A short motto that students can say to begin their school day or subject area, if they are at the grade level where they switch classes. It is made up by the students themself, rather than the teacher of the class.

Why Is It Important?

Each student is motivated by different factors. Some need a little jumpstart or a reboot before beginning the day or starting a class. Because students create the motto by themself, it is personally meaningful to them, their own expectations, and personal goals in a subject area.

How Can You Make It Happen?

You can model a personal motto that you come up with and can abide by yourself. You can explain why you selected it and how it helps you focus before you teach. For example, a sample motto for a teacher can be, “Be patient, be kind, be compassionate to all students’ needs.”

When Can You Use It?

The motto should be used at the beginning of each class.
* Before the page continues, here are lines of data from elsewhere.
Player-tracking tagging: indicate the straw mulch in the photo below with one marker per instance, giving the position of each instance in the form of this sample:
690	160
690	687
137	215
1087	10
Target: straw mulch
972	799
For example, before beginning instruction you can direct the class to take a moment and silently recite their motto to themselves. You can also remind students who are not being attentive, respectful, or dependable to think of their personal class motto and recall it.

How Can You Manage It?

A personal motto is simple to manage. Students can record it on a sheet which can be laminated and taped to their desk, hung around the room, or posted on or in their folder. Mottos may also be revised on a quarterly basis because students’ needs and goals may change, as may their external circumstances at home. A quarterly refresher is a great idea in order for them to come up with a new motto to get them going at the start of class.
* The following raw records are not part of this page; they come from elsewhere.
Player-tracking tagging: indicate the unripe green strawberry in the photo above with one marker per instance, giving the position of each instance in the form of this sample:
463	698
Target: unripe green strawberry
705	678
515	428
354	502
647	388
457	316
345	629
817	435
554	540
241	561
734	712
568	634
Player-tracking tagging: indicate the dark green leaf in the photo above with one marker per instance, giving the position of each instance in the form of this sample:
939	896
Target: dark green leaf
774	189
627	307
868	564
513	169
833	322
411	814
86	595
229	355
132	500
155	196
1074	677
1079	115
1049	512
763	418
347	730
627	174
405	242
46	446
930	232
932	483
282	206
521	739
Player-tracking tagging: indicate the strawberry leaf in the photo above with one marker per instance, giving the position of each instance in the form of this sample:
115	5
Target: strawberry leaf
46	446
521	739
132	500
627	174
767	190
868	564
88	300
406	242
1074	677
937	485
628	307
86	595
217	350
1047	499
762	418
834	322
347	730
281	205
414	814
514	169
How Can You Stretch Students’ Thinking?

It may be difficult at first for students to come up with a motto that actually means something to them. Through modeling and discussion, you can make a class list of goals, expectations, and responsibilities that they take on in school each day in order to generate ideas, which in return will help students create a motto.

How Can You Modify And Support Students?

You can set up prompts for students who need support and allow them to choose a prompt and fill in the blank with a word that resonates with them.

Strategy Name: Morning Checklist

A helpful checklist that starts the day off right!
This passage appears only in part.